Lynetteholmen - a new island across the harbour

Earlier in the year, initial drawings were published for a large new island that could be constructed across the entrance to Copenhagen harbour. It could be be called Lynetteholm after a small fort at the north end of the Christianshavn defences although more recently it has been the name of the sewage works off Refshaleøen.

There has been a lot of criticism … generally about the scale of the scheme and because the island will close off the views out from the harbour to the sea of the open sound. Specifically it was considered to be too close to the Trekroner Fort - a triangular outer defence that was built in 1713 … itself on an artificial island that was formed around three scuppered ships of which one was the Trekroner so hence the name of the fort.

That fort was rebuilt in the 1780s, in a slightly different position, but new building on a densely-developed new island will completely swamp the attractive and well-known silhouette of the ramparts and historic buildings of the fort.

The most recent plans show the new island further out in the sound to give the fortress more breathing space but, in the process of rethinking the development, the island has grown and where there had been wide channels on each side - between the new island and Nordhavn and between the new island and Amager - these may now be much narrower. The excuse is that this makes new storm-surge defences - to stop exceptional tidal water flooding into the inner harbour - cheaper to build and more effective.

The construction of the island will incorporate major engineering work for what is now considered to be crucial infrastructure for the city so work will include a major new road tunnel to bring traffic from the north under the harbour from Nordhavn to the east side of Amager and on down - to the airport and the bridge to Sweden - and the Metro could be extended from Nordhavn and the new terminal for cruise ships to, again, go under the entrance to the harbour and run down to connect to the existing line - presumably at the present metro station at Øresund - and run on again to the airport.

An early proposal suggested that the island would be primarily office buildings for new technologies - a Danish Silicon Valley - but more recent schemes seem to be for housing. 

In theory, the idea should not be controversial as the city has been building large new islands out into the sea since Christianshavn was laid out in the first decades of the 17th century.
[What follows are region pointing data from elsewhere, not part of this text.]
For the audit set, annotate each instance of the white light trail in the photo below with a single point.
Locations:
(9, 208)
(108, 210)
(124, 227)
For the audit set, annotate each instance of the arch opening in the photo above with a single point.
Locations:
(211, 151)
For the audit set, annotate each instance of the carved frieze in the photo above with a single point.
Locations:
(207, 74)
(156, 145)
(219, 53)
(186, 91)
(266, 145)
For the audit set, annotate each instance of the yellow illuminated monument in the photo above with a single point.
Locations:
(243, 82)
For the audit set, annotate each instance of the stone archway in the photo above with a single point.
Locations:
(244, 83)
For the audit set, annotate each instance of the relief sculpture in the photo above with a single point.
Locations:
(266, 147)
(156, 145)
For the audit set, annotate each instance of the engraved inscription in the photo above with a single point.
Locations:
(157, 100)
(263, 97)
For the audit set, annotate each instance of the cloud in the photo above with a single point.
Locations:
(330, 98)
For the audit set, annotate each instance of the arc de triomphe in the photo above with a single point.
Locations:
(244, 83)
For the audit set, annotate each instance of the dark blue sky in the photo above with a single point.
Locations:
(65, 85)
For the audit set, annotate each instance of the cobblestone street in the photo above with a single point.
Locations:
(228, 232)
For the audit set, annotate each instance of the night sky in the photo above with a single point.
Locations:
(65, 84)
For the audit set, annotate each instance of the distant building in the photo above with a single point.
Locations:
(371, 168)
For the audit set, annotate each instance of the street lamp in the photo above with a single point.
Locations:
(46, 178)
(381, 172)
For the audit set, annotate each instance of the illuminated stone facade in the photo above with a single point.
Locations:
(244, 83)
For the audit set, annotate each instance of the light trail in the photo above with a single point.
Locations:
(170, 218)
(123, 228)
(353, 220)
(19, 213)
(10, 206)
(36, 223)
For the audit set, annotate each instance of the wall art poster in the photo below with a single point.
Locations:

One criticism has been that the cost of constructing the island would mean that all the housing would have to be expensive - so exclusive - and that does not go down well in what is still a left-of-centre city politically although of course the main houses built along Strandgade in Christianshavn in the 17th century were large and impressive and occupied by some of the wealthiest merchants in the city who were, presumably, anxious to escape the tightly-packed and narrow houses where they had lived along what is now Gammel Strand.
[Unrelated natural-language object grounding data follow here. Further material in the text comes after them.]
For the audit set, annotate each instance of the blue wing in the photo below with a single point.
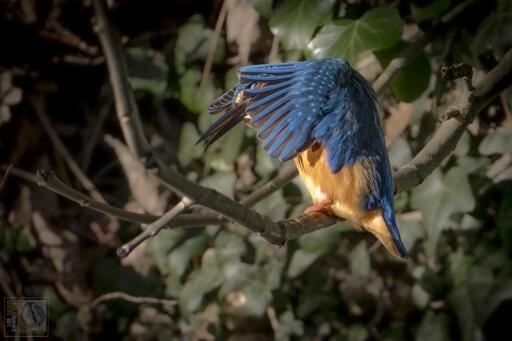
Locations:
(289, 100)
(283, 101)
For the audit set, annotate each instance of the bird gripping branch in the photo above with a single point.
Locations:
(325, 116)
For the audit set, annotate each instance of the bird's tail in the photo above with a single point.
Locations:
(383, 226)
(234, 112)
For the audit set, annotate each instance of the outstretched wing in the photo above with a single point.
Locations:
(288, 101)
(283, 101)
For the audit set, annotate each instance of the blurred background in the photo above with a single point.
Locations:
(218, 283)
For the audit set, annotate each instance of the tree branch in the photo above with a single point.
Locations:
(419, 44)
(39, 108)
(155, 227)
(449, 132)
(126, 108)
(277, 232)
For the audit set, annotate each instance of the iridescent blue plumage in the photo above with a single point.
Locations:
(298, 106)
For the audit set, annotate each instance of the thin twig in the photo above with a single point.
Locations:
(213, 46)
(284, 176)
(6, 175)
(27, 176)
(411, 175)
(155, 227)
(418, 45)
(93, 139)
(39, 107)
(449, 132)
(127, 111)
(118, 295)
(48, 180)
(407, 177)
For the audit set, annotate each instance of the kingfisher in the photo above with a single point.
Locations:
(324, 115)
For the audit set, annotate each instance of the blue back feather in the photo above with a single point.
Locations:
(293, 105)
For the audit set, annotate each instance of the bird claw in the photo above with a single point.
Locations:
(324, 207)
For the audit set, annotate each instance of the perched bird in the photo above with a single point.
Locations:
(325, 116)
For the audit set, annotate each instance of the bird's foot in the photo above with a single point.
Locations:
(324, 207)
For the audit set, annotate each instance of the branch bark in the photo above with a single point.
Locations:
(277, 232)
(418, 45)
(126, 108)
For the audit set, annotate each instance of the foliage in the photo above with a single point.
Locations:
(229, 284)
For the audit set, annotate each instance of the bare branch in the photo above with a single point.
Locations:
(130, 298)
(418, 45)
(284, 176)
(39, 107)
(155, 227)
(213, 45)
(449, 132)
(422, 165)
(126, 108)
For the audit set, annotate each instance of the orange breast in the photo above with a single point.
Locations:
(345, 188)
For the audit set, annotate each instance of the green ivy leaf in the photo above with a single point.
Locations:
(432, 10)
(264, 7)
(273, 206)
(223, 182)
(412, 81)
(433, 328)
(301, 260)
(438, 197)
(203, 281)
(147, 70)
(296, 20)
(377, 29)
(189, 86)
(179, 258)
The pressure on planners and the developers for the new island will, and quite rightly, come from ecological pressure groups. The open water of the sound is an important resource that should not be squandered but this could also be an opportunity to provide large new parks and foreshore with a careful balance between providing a resource for people in the city and providing new habitat to bring bring nature into the city through well planned and well planted green corridors.